Alexander Sokurov

Alexander Sokurov

Sokurov in a press conference during Fajr Film Festival
Born Alexander Nikolayevich Sokurov
(1951-06-14) 14 June 1951
Podorvikha, Irkutsk Oblast, Russian SFSR
Occupation Film director
Years active 1978–present
Awards

Alexander Nikolayevich Sokurov, PAR (Russian: Алекса́ндр Никола́евич Соку́ров; born June 14, 1951) is a Russian filmmaker. His most significant works include a feature film, Russian Ark (2002), filmed in a single unedited shot, and Faust (2011), which was honoured with the Golden Lion, the highest prize for the best film at the Venice Film Festival.[1]

Life and work

Sokurov was born in Podorvikha, Irkutsk Oblast, in Siberia, into a military officer's family. He graduated from the History Department of the Nizhny Novgorod University in 1974 and entered one of the VGIK studios the following year.
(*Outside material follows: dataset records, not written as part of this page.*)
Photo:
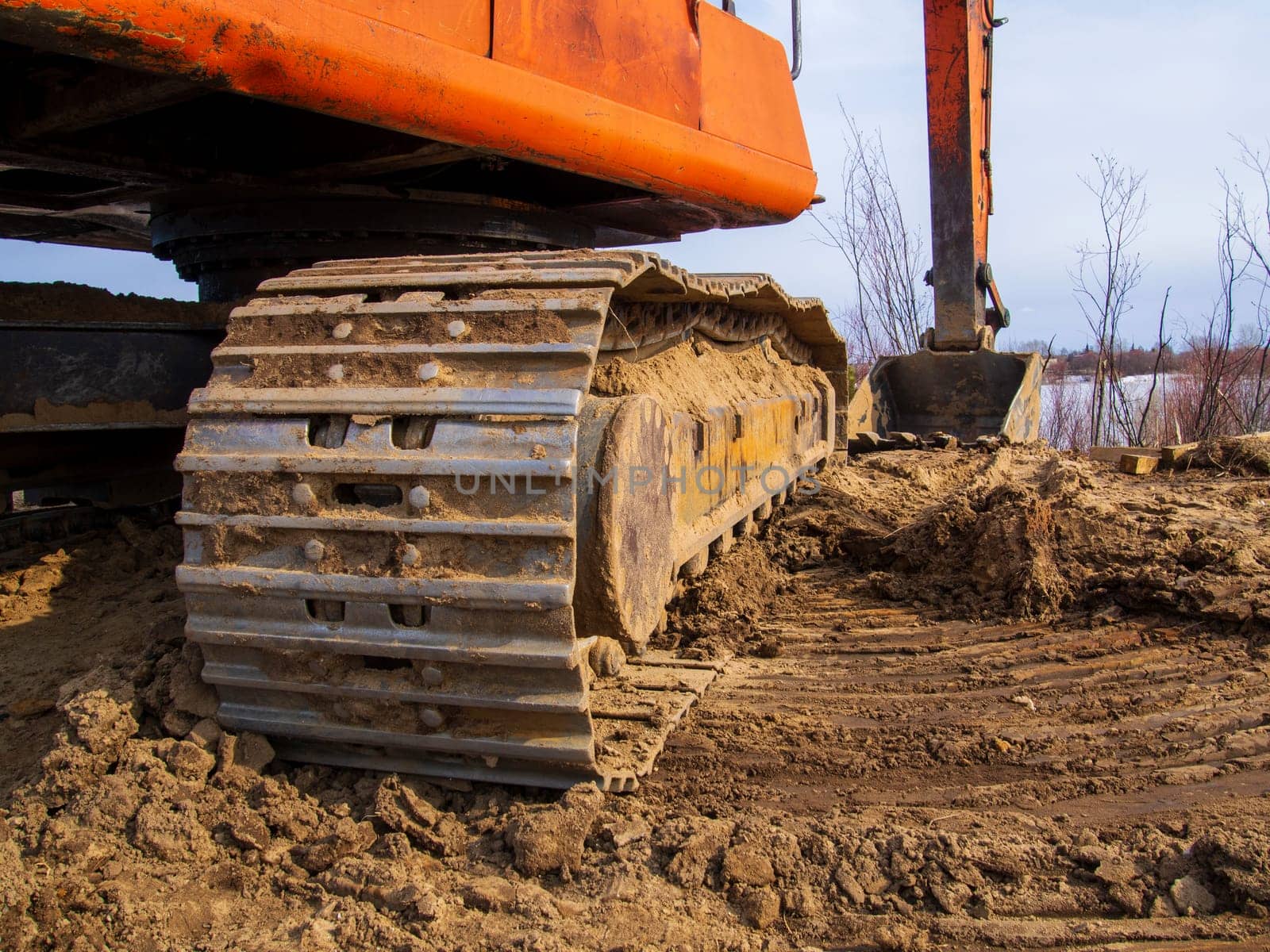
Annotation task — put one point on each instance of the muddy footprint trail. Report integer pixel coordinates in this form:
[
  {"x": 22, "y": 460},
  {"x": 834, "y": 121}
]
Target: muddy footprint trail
[{"x": 976, "y": 701}]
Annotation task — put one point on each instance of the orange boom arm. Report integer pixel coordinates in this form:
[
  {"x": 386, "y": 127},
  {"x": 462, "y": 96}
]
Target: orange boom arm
[{"x": 959, "y": 103}]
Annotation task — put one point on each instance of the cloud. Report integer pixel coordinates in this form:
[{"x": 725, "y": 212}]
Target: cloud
[{"x": 1160, "y": 84}]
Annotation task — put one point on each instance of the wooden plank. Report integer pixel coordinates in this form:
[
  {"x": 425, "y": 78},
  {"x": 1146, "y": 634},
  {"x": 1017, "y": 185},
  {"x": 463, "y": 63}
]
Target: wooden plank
[
  {"x": 1138, "y": 463},
  {"x": 1111, "y": 455},
  {"x": 1176, "y": 457}
]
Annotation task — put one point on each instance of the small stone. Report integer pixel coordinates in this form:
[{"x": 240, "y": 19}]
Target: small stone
[
  {"x": 489, "y": 894},
  {"x": 906, "y": 441},
  {"x": 749, "y": 866},
  {"x": 606, "y": 658},
  {"x": 416, "y": 903},
  {"x": 247, "y": 829},
  {"x": 552, "y": 838},
  {"x": 1115, "y": 873},
  {"x": 190, "y": 762},
  {"x": 761, "y": 907},
  {"x": 1138, "y": 465},
  {"x": 803, "y": 903},
  {"x": 178, "y": 724},
  {"x": 1191, "y": 898},
  {"x": 206, "y": 734},
  {"x": 253, "y": 752},
  {"x": 690, "y": 865},
  {"x": 188, "y": 692},
  {"x": 850, "y": 885},
  {"x": 349, "y": 838},
  {"x": 622, "y": 833}
]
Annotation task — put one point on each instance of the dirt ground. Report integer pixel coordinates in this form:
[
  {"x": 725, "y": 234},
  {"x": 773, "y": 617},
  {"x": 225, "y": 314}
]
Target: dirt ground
[{"x": 978, "y": 700}]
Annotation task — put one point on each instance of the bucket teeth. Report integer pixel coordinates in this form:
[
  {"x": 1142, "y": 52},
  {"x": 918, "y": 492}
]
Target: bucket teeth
[{"x": 381, "y": 520}]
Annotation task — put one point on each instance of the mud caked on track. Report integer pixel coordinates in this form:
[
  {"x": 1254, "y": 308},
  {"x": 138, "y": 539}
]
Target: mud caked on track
[{"x": 977, "y": 700}]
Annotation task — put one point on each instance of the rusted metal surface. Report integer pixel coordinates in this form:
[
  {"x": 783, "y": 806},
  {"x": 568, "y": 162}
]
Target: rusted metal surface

There he became friends with Tarkovsky and was deeply influenced by his film Mirror. Most of Sokurov's early features were banned by Soviet authorities. During his early period, he produced numerous documentaries, including The Dialogues with Solzhenitsyn and a reportage about Grigori Kozintsev's flat in St Petersburg. His film Mournful Unconcern was nominated for the Golden Bear at the 37th Berlin International Film Festival in 1987.[2]

Mother and Son (1997) was his first internationally acclaimed feature film. It was entered into the 20th Moscow International Film Festival where it won the Special Silver St. George.[3] It was mirrored by Father and Son (2003), which baffled the critics with its implicit homoeroticism (though Sokurov himself has criticized this particular interpretation).[4] Susan Sontag included two Sokurov features among her ten favorite films of the 1990s, saying: "There’s no director active today whose films I admire as much."[5] In 2006, he received the Master of Cinema Award of the International Filmfestival Mannheim-Heidelberg.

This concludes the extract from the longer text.